Gregorio XIII morì. Al suo posto fu eletto Sisto V. Anche il nuovo papa ricorse a Ignazio Danti per la difficile operazione dello spostamento dell’obelisco in Piazza San Pietro. Il monumento egiziano, un enorme monolite in granito rosso, vecchio di tremila anni e alto 25 metri, fu portato a Roma su ordine dell’imperatore Caligola nel 40 d.C. Per evitare che si spezzasse, i Romani lo caricarono su una nave riempita di lenticchie. Sistemare il gigante di pietra al centro del luogo più importante della cristianità era un’operazione altrettanto complicata. Ignazio guidò con maestria i lavori. Ancora oggi l’obelisco funge da meridiana della piazza e alla sua base  si possono vedere i disegni degli equinozi e dei solstizi tracciati dal grande astronomo.

IL “GIALLO” DELL’ARRINGATORE Quel disegno dei cieli fu l’ultima opera di Ignazio, che morì a 50 anni. Era sopravvissuto a tutti i suoi familiari. Anche a Girolamo, che aveva undici anni meno di lui e che seguendo la tradizione di famiglia fu orafo e pittore. L’ultimogenito dei Danti rimase quasi sempre a Perugia, nella bottega rinascimentale dell’anziano padre Giulio. Dipinse la sagrestia della basilica di San Pietro e affrescò una parete del chiostro di San Domenico. Ignazio lo volle con sé quando realizzò le meravigliose carte geografiche in Vaticano. Molte delle sue opere andarono perdute. Quelle rimaste si possono ancora ammirare nel museo della cattedrale di Perugia, nella bella chiesa di S. Domenico a Gubbio, all’interno della Abbazia dei Sette Frati vicino Pietrafitta e anche nella Collegiata di Umbertide.

Un’opera di Girolamo Danti nella chiesa di S. Domenico a Perugia

Tutti i Danti ora riposano nella basilica perugina di San Domenico, la più grande chiesa dell’Umbria. Lì Ignazio era nato, lì fu ordinato frate e lì volle essere sepolto. Insieme a Girolamo disegnò la sua tomba e quella dei suoi congiunti: il sepolcro spicca su una colonna del tempio, a sinistra del presbiterio, sovrastato da un piccolo busto che raffigura Vincenzo Danti.

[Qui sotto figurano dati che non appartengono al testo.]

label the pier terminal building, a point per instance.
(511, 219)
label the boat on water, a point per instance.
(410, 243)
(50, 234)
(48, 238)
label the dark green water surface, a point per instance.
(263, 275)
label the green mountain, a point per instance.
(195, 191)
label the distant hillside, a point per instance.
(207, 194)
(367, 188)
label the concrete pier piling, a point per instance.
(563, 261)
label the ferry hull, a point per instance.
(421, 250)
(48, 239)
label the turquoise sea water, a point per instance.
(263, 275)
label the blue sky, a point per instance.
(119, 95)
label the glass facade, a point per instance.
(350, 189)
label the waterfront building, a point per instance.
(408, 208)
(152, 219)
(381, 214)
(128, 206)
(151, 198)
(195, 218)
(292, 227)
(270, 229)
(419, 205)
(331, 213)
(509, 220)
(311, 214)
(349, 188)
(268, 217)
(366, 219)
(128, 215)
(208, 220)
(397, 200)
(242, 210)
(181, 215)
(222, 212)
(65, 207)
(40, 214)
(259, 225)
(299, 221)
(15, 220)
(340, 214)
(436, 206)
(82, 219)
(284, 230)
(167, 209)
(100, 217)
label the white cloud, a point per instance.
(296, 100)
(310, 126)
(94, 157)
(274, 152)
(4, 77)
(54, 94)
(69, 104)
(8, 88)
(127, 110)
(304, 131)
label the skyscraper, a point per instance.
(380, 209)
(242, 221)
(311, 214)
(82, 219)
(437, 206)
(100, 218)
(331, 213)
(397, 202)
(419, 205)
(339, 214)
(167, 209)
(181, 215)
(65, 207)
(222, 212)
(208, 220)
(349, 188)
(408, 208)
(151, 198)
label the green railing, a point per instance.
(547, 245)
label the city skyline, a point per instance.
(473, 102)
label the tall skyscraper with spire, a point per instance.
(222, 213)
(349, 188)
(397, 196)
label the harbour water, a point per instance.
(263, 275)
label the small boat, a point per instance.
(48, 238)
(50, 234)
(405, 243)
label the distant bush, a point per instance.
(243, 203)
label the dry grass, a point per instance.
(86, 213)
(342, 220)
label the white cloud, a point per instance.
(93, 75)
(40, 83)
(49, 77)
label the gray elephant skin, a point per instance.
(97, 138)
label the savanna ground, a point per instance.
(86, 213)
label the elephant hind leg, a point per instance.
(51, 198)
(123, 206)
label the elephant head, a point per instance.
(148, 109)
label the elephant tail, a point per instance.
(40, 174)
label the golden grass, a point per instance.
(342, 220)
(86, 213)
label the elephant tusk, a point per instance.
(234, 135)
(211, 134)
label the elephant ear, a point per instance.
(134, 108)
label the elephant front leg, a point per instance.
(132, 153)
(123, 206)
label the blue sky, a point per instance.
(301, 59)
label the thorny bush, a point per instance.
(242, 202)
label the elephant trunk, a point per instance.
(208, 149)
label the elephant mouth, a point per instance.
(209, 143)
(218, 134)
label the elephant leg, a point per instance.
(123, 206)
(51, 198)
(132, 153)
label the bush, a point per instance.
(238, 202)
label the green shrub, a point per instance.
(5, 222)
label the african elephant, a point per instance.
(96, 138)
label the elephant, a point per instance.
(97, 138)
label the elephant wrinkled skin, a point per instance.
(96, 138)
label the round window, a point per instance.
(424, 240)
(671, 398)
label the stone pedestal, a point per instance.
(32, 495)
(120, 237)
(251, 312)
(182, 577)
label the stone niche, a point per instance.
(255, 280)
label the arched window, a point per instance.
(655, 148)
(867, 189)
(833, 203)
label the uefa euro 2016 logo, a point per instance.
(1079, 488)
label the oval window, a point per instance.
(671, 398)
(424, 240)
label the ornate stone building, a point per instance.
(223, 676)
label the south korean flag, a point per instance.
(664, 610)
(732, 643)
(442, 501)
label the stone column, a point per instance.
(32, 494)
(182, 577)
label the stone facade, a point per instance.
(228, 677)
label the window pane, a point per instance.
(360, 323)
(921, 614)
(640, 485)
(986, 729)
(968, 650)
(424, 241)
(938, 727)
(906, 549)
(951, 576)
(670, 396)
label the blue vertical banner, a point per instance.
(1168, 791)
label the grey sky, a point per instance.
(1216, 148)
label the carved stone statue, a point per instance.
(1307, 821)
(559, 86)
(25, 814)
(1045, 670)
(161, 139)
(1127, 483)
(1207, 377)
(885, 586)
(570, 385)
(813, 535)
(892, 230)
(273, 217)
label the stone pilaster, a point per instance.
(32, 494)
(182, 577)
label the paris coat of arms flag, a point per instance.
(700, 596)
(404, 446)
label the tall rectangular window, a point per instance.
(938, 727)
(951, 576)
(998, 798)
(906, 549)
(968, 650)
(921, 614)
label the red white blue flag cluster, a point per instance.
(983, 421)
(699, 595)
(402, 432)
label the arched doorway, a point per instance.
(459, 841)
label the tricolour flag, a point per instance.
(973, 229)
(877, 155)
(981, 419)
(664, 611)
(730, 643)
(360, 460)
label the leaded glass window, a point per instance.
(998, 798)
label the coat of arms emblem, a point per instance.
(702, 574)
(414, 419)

Una epigrafe latina incisa nella pietra ricorda la grandezza della inimitabile famiglia.

Quasi sotto silenzio è invece passata un’altra vicenda: un “giallo” archeologico nel quale rimasero coinvolti tutti i componenti della dinastia perugina: il trasporto illegale, da Perugia a Firenze, nel 1566, della preziosa statua dell’Arringatore, un bronzo etrusco ad altezza naturale trovato da un mezzadro in una vigna vicino il paese di Pila.

Il contadino vendette la statua a Giulio Danti. Ma il bronzo etrusco sparì subito dalla bottega orafa del centro di Perugia e andò ad arricchire la straordinaria collezione di capolavori di Cosimo de’ Medici. La statua fu messa in una cassa che nottetempo passò la dogana di Sanguineto, vicino Tuoro sul Trasimeno, dove era segnato il confine tra lo Stato pontificio e il Granducato di Toscana. Il proprietario del terreno dove fu dissotterrato il bellissimo bronzo denunciò i Danti e il mezzadro. Il contadino fu imprigionato insieme a Giulio. L’orafo poi fu scarcerato, con gran scandalo dei perugini, dietro 100 scudi di cauzione. Ma questa è un’altra storia.